Occasionally he repeats ideas over and over in ever-new formulations, each time working out a fresh viewpoint, a fresh characteristic, a fresh image, so that the idea radiates in all directions.

All these are characteristics which we are much more used to finding in conversation––though only in the conversation of exceptionally thoughtful and articulate people––than in a printed work of theoretical content. We are inclined to think that this sort of effect requires vocal inflection, gesture, the warming up to another which comes with an enjoyable conversation. But Montaigne, who is alone with himself, finds enough life and as it were bodily warmth in his ideas to be able to write as though he were speaking.

Such words mirror a very realistic conception of man based on experience and in particular on self-experience: the conception that man is a fluctuating creature subject to the changes which take place in his surroundings, his destiny, and his inner impulses. Thus Montaigne's apparently fanciful method, which obeys no preconceived plan but adapts itself elastically to the changes of his own being, is basically a strictly experimental method, the only method which conforms to such a subject.

The obligatory basis of Montaigne's method is the random life one happens to have.5

I believe that what Auerbach says of Montaigne is also true of Keats in his Letters, though this is not--need I add--to say that the Letters are the equal of the Essais.

An implication of Auerbach's remarks is that the possessor of such a veering, uninhibited style, dependent on what happens to him, will appear more alive to his readers than a fictional character, and more likely to show a sensitivity and a vulnerability to his future and past which a fictional character could not so persuasively manage.

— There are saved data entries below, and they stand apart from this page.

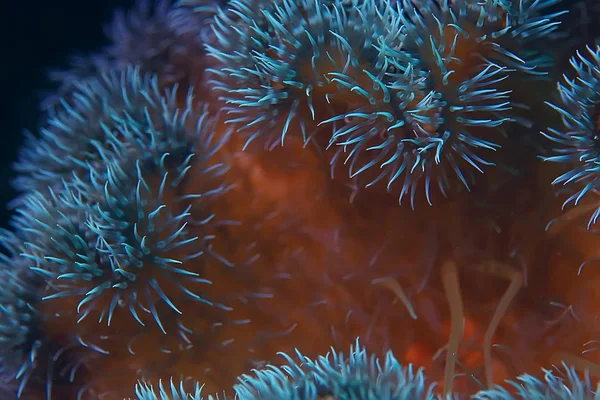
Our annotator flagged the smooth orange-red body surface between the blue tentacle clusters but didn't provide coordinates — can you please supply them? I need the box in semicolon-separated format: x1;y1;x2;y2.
32;89;600;399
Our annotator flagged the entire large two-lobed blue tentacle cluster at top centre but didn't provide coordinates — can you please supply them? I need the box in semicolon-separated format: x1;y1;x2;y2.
209;1;561;206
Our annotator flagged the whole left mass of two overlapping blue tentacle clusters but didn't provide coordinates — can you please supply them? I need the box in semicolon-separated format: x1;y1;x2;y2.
15;64;232;331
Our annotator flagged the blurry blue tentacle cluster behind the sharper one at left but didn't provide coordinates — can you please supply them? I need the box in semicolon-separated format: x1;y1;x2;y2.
15;67;191;202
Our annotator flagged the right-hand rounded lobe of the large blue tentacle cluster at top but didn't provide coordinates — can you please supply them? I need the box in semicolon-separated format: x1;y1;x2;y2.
325;0;562;207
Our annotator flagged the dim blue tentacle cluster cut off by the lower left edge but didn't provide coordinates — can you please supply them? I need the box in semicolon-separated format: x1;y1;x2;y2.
0;230;88;400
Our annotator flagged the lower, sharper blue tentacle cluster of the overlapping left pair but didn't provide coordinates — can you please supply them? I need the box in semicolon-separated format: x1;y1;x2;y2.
19;162;209;330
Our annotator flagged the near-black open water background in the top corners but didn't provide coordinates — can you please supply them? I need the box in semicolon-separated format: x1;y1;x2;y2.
0;0;600;227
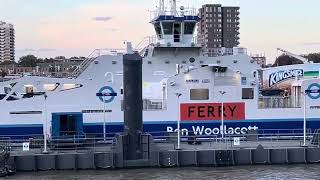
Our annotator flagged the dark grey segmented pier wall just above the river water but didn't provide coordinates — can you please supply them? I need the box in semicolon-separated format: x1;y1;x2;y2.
6;146;320;171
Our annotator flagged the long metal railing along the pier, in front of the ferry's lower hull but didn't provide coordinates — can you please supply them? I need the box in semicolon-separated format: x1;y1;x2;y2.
0;129;320;155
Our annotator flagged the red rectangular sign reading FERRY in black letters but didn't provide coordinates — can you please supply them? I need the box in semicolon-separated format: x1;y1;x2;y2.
180;103;245;121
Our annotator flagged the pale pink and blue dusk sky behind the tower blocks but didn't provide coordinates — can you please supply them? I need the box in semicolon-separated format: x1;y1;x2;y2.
0;0;320;62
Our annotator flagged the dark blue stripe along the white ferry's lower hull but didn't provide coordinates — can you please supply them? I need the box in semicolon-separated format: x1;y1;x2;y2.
0;119;320;137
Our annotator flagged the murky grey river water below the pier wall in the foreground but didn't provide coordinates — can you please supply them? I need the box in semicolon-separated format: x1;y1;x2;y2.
6;164;320;180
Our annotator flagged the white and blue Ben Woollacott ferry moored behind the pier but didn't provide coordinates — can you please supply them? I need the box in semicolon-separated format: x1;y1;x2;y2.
0;1;320;138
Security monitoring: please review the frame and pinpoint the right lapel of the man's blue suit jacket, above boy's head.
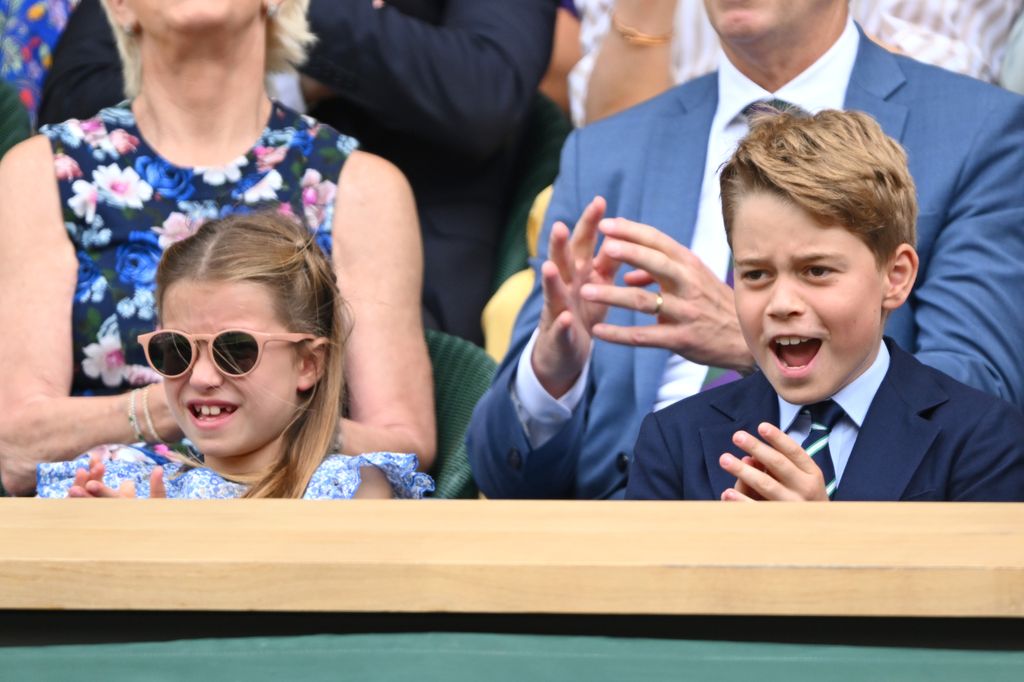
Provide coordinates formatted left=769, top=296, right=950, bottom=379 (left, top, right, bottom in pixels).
left=845, top=27, right=907, bottom=140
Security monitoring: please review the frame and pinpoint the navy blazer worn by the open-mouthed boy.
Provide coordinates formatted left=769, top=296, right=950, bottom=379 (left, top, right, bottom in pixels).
left=626, top=339, right=1024, bottom=502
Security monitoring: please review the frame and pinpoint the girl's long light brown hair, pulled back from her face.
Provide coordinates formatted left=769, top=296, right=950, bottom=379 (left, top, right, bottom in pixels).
left=157, top=212, right=348, bottom=498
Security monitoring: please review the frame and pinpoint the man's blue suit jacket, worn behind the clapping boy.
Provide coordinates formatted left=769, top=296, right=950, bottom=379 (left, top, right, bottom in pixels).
left=468, top=29, right=1024, bottom=499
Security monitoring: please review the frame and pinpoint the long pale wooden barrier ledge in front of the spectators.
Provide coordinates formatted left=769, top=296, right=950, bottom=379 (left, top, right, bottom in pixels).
left=0, top=499, right=1024, bottom=617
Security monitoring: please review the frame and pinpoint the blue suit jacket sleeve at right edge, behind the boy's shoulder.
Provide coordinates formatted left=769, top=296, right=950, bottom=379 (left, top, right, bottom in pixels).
left=910, top=89, right=1024, bottom=406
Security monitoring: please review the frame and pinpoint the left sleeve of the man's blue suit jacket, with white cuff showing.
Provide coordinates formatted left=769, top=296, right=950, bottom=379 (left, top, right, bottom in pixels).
left=467, top=133, right=593, bottom=498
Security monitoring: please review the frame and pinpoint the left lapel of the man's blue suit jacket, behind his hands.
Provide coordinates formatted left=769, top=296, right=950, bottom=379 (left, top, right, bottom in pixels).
left=624, top=74, right=718, bottom=404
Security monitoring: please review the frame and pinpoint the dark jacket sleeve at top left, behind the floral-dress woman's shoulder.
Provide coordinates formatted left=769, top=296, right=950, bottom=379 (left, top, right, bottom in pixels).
left=38, top=0, right=125, bottom=125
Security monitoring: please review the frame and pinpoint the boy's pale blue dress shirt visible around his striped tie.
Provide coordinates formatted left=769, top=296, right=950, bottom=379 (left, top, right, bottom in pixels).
left=778, top=342, right=889, bottom=485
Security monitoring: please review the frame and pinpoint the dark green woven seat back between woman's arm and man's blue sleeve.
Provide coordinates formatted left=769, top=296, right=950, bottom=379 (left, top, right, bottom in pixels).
left=427, top=330, right=497, bottom=499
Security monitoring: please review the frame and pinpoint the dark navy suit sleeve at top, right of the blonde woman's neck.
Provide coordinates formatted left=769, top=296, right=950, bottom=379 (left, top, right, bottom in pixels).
left=303, top=0, right=556, bottom=159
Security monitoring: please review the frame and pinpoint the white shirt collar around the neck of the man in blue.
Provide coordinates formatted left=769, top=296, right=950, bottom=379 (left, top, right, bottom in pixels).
left=715, top=18, right=860, bottom=128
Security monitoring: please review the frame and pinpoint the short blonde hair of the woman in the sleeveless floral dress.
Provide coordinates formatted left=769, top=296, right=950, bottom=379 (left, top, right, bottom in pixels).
left=100, top=0, right=316, bottom=98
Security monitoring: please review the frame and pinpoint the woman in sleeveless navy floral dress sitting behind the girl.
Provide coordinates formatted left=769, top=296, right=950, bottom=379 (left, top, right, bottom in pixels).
left=0, top=0, right=434, bottom=494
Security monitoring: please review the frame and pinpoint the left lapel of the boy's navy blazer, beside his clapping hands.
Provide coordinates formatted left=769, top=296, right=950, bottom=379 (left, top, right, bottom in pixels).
left=699, top=372, right=778, bottom=493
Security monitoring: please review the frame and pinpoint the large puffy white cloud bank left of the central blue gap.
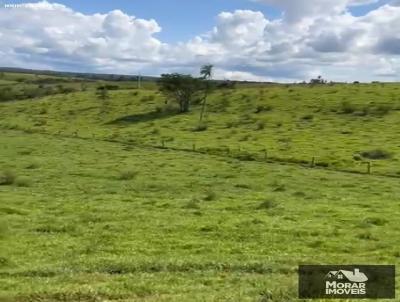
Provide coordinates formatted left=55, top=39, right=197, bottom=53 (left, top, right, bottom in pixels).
left=0, top=2, right=164, bottom=69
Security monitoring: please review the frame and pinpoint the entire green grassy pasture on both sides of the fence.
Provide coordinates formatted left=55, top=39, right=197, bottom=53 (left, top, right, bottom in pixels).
left=0, top=72, right=400, bottom=302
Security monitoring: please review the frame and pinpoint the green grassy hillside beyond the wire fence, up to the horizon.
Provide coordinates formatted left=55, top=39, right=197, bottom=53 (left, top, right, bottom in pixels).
left=0, top=80, right=400, bottom=176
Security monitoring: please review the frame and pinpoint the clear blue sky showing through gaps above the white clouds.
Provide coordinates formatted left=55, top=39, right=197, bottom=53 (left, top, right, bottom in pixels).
left=4, top=0, right=389, bottom=43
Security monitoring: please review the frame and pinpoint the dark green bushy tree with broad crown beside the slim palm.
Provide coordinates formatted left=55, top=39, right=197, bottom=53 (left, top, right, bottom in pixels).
left=158, top=73, right=204, bottom=113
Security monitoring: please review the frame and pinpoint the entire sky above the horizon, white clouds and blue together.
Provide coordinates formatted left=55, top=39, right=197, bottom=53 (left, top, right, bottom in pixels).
left=0, top=0, right=400, bottom=82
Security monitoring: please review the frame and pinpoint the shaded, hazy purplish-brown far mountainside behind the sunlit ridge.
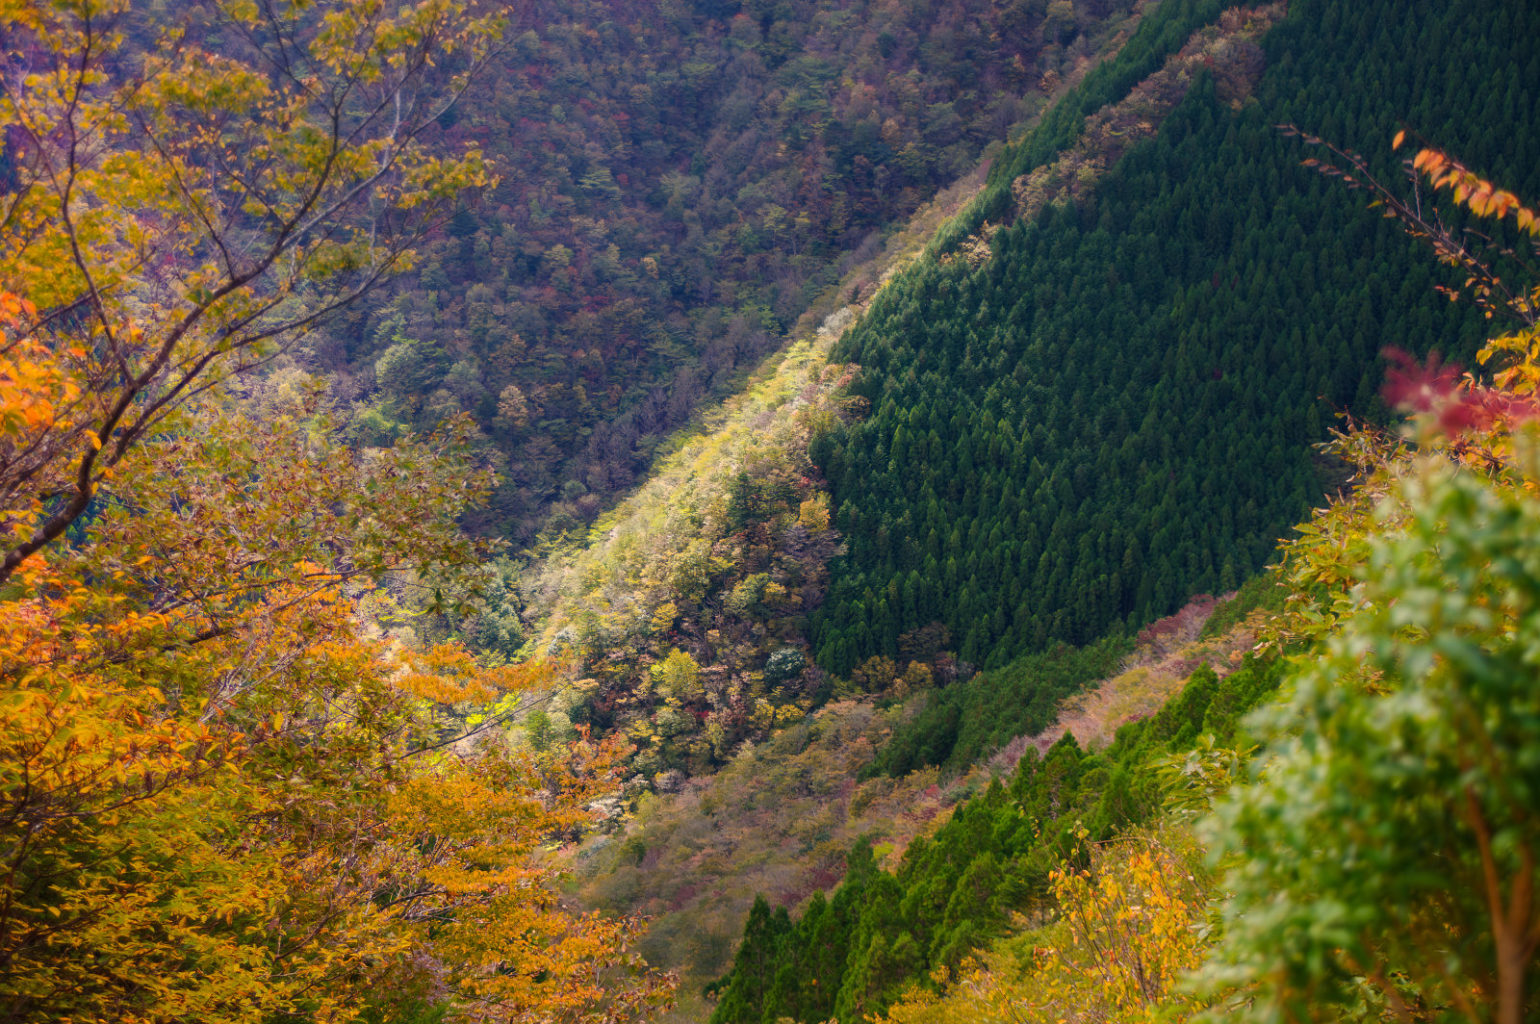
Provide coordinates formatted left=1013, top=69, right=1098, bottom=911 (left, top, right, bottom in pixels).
left=310, top=0, right=1132, bottom=545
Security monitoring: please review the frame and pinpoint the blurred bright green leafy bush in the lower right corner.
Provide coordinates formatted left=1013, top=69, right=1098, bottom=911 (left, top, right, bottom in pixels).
left=1217, top=437, right=1540, bottom=1024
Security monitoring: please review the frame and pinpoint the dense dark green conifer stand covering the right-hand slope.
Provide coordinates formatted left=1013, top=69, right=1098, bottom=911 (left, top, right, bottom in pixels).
left=813, top=0, right=1540, bottom=673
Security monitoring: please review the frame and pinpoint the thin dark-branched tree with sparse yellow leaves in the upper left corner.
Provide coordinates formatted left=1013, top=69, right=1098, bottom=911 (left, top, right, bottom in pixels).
left=0, top=0, right=499, bottom=582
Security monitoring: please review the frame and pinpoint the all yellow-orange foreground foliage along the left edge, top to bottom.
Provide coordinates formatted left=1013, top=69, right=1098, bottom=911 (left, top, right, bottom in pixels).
left=0, top=0, right=668, bottom=1022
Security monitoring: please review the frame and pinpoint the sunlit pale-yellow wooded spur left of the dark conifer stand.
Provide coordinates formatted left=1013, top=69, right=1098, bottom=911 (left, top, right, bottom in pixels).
left=528, top=171, right=1004, bottom=787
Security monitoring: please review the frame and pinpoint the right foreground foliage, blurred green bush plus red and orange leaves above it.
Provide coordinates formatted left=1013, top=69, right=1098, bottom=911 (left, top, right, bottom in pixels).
left=1210, top=151, right=1540, bottom=1024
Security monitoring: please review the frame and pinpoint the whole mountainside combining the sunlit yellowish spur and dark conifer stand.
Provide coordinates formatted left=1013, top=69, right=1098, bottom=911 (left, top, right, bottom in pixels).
left=508, top=0, right=1531, bottom=785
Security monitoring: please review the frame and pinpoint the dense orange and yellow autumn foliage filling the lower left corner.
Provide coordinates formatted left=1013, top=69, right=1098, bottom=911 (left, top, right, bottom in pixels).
left=0, top=300, right=674, bottom=1021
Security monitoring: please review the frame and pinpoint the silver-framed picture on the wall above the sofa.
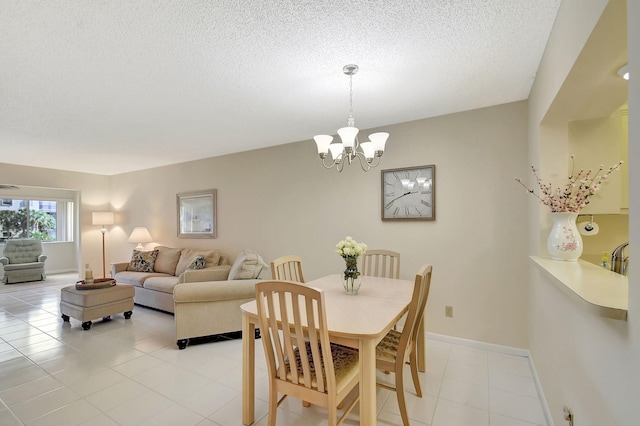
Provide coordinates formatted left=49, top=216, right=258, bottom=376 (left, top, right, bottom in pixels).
left=176, top=189, right=218, bottom=238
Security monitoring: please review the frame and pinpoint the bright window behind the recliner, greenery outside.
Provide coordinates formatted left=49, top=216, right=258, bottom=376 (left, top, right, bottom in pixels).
left=0, top=198, right=73, bottom=241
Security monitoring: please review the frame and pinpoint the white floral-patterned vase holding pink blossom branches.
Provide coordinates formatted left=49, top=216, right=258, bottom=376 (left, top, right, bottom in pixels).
left=547, top=212, right=583, bottom=262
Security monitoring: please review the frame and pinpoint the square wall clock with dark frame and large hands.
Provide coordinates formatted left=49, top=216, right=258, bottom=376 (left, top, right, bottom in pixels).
left=381, top=164, right=436, bottom=220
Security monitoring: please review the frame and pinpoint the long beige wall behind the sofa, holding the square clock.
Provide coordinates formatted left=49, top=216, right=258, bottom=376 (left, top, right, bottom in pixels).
left=109, top=102, right=527, bottom=347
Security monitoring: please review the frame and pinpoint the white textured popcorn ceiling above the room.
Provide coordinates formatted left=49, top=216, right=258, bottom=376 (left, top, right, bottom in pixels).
left=0, top=0, right=560, bottom=175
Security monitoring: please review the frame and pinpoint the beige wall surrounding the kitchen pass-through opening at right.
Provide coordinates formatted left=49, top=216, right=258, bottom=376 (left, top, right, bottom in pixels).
left=528, top=0, right=640, bottom=426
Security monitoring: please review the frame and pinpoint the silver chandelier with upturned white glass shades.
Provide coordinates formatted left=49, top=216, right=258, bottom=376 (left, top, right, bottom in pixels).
left=313, top=64, right=389, bottom=172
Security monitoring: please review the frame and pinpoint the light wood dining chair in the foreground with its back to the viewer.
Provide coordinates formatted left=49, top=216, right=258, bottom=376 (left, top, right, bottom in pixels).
left=256, top=281, right=360, bottom=426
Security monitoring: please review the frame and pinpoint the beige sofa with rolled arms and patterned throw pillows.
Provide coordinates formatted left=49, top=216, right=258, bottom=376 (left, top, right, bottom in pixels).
left=111, top=247, right=270, bottom=349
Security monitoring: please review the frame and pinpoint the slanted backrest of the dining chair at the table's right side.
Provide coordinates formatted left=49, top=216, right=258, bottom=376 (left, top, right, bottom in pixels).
left=396, top=265, right=433, bottom=362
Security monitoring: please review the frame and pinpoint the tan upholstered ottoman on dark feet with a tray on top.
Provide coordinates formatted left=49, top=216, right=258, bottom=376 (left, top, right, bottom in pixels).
left=60, top=284, right=134, bottom=330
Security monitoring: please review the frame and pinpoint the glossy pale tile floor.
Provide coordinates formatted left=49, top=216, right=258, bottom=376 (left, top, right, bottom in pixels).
left=0, top=278, right=546, bottom=426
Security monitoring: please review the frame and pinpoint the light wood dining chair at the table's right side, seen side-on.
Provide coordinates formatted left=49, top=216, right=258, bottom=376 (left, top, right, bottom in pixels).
left=376, top=265, right=433, bottom=426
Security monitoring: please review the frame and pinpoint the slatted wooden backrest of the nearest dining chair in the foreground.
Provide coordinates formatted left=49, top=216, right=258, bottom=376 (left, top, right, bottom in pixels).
left=256, top=281, right=336, bottom=397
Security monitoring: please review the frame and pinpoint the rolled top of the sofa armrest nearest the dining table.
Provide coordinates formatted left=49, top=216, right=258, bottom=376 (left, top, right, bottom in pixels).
left=173, top=280, right=260, bottom=304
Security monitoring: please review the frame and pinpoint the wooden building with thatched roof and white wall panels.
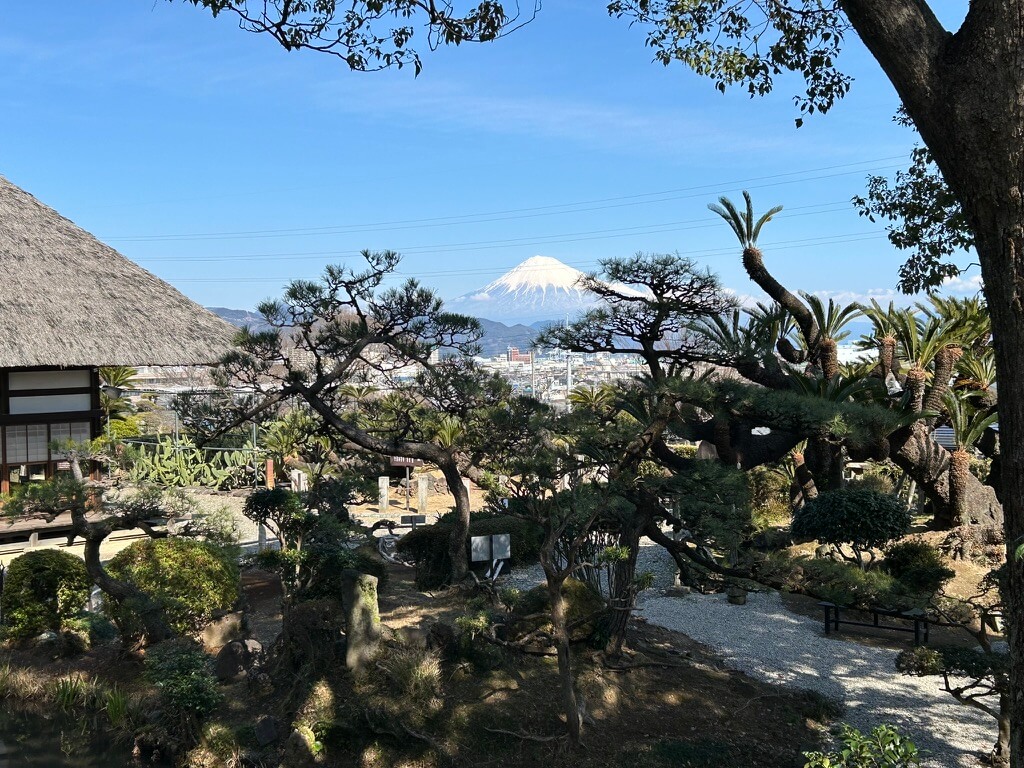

The best example of how the Keats writing a letter interacts with his own past self presented in an anecdote is his celebrated chance meeting with the lady from Hastings, Mrs. Isabella Jones.6

In a letter to his brother and sister-in-law in America Keats recounts how he hesitates, then turns back to walk with this "enigmatic" lady. He accompanies her on various errands, his "guessing at work," "prepared to meet any surprise." I pressed to attend her home. She consented, and then again my thoughts were at work what it might lead to, tho' now they had received a sort of genteel hint from the Boarding School." /one of the visits on her rounds/ Keats' narrative cultivates suspense, quick with lightly-veiled sexual expectancy. In Isabella's splendid rooms, remembering that he and she had "warmed before," he tries to kiss her: "She contrived to disappoint me in a way which made me feel more pleasure than a simple Kiss could do––She said I should please her much more if I would only press her hand and go away." In the eased tension of the next few lines Keats reflects to his brother that he hopes he will be of help to her "in matters of knowledge and taste," that he has "no libidinous thoughts about her," and that she and Georgiana are the only women “a peu pres de mon age" he would be "content to know for their mind and friendship alone." (I, pp. 402-403) The stirred and amorous Keats of the encounter is transformed, before our eyes, by the pressure of Isabella's hand, into a con- tented and suave intellectual friend. We feel the chaste spirit of that handclasp cooling his remaining thoughts about her. Keats was not a man to suppress a passion when writing to his friends, and we have an interesting, though not coldly convincing argument, from Robert Gittings, that Keats' passion for Isabella, in abeyance at this point in the letter, was in time returned. What Keats is dramatizing here is the lady's power, the spell she has put him under. The pressing of the hand, as she meant it to, spreads its influence through his later behavior. What that touch did not do was keep Keats from presenting himself as at first aroused, as he began to re-enact the adventure. He lives through the chance meeting again, in its symbolic essence.